J Grabowski is a New York-based artist whose work includes writing, drawing, painting, movement and music. J cofounded PUSH Press, the Heliopolis Project and POMPEI.

TRIBECA GALLERY WALK

Saturday, December 5, 2020

Off Paradise is pleased to participate in the forthcoming edition of Tribeca Gallery Walk this Saturday, December 5, from 11am to 7pm.

Participating galleries were invited to create a video that would offer insight on a chosen artwork in their current exhibitions.

We invited James Nares to lift a corner of the veil on the making of his seminal work Pendulum, a cornerstone of our current exhibition, Ascensions. We filmed the artist on Staple Street in Tribeca, in the exact same location where Pendulum was originally created, back in 1976.

Please visit Tribeca Gallery Walk and Tribeca Gallery Walk Map for more information on all the participating galleries.

MESSE IN ST. AGNES

September 12 – 20, 2020

Off Paradise is delighted to participate in the second edition of MESSE IN ST. AGNES with two works by Maximilian Schubert.

MESSE IN ST. AGNES will take place at KÖNIG GALERIE in the former St. Agnes church in Kreuzberg during Berlin Gallery Weekend, from September 12 – 20, 2020.

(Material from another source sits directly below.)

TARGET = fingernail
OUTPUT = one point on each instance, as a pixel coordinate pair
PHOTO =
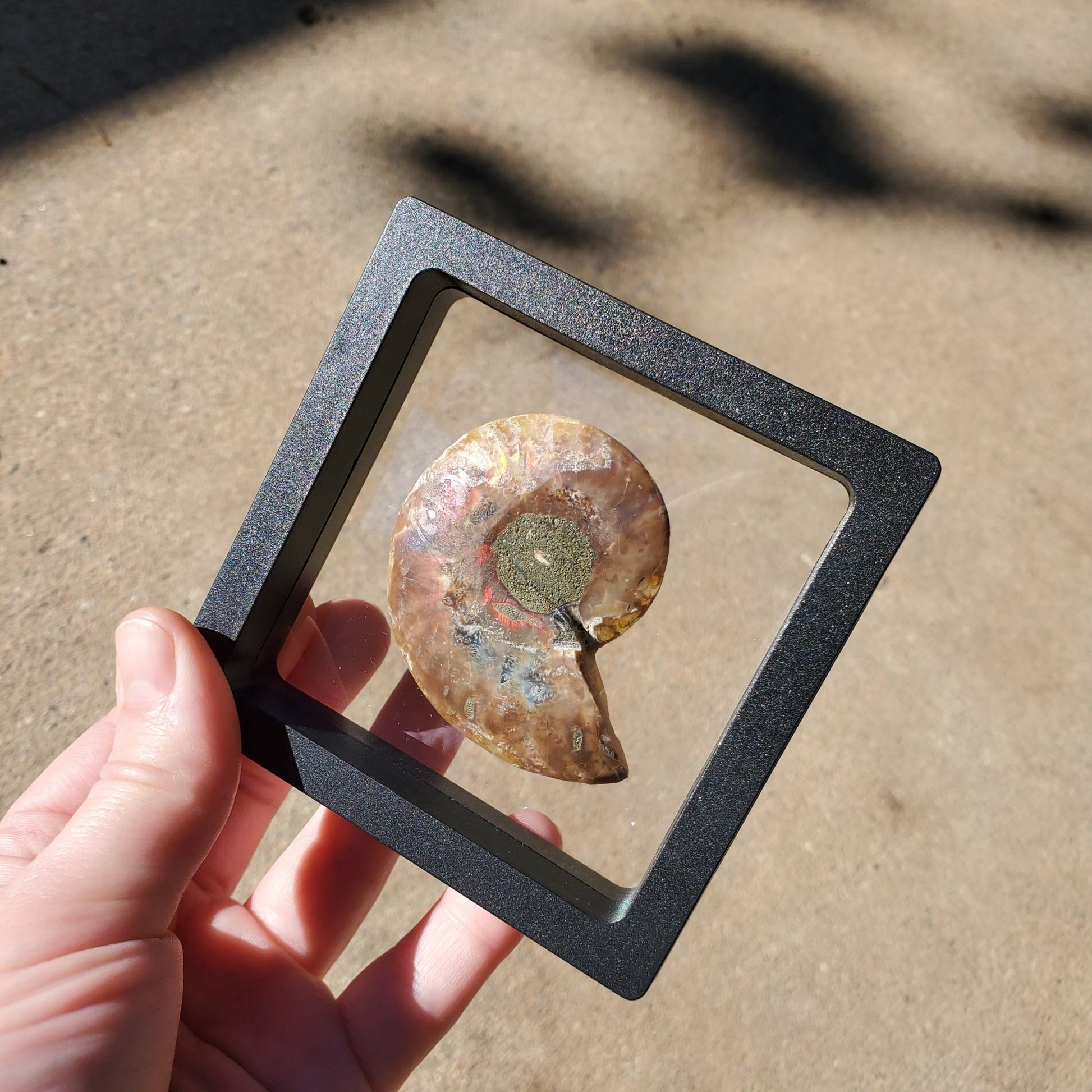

“Once again, the fair will present a high-profile selection of works from the primary and secondary market. The fair will be accompanied by a series of exclusive events such as dinners, concerts, readings, and panel discussions.”

TRIBECA GALLERY WALK

September 10 – October 12, 2020

Off Paradise is delighted to participate in the newest edition of Tribeca Gallery Walk organized by  Independent New York.

The kick-off event features talks from six Tribeca gallerists, who discuss their current exhibitions, in conversation with Joan Young and X Zhu-Nowell, respectively Senior Director of Curatorial Affairs and Curatorial Assistant at the Guggenheim Museum.

Following an introduction by Elizabeth Dee, this series of discussions features gallerists Stefania Bortolami, Phil Grauer of CANADAJames Cohan, Kerry Schuss of Kerry Schuss, Natacha Polaert of Off Paradise and Kari Rittenbach of Ortuzar Projects.

DOWNTOWN GALLERY WEEKEND

Saturday, July 25, 2020

Off Paradise is delighted to participate in Downtown Gallery Weekend this Saturday, July 25, 2020, when galleries across the neighborhood are open from 10am to 6pm.

Bodega, Bridget Donahue, Chapter, Company, David Fierman, Foxy Production, Essex Street, James Fuentes, Klaus von Nichtssagend Gallery, Martos, Miguel Abreu, Mitchell Algus, Perrotin, Rachel Uffner, Simone Subal and Spencer Brownstone.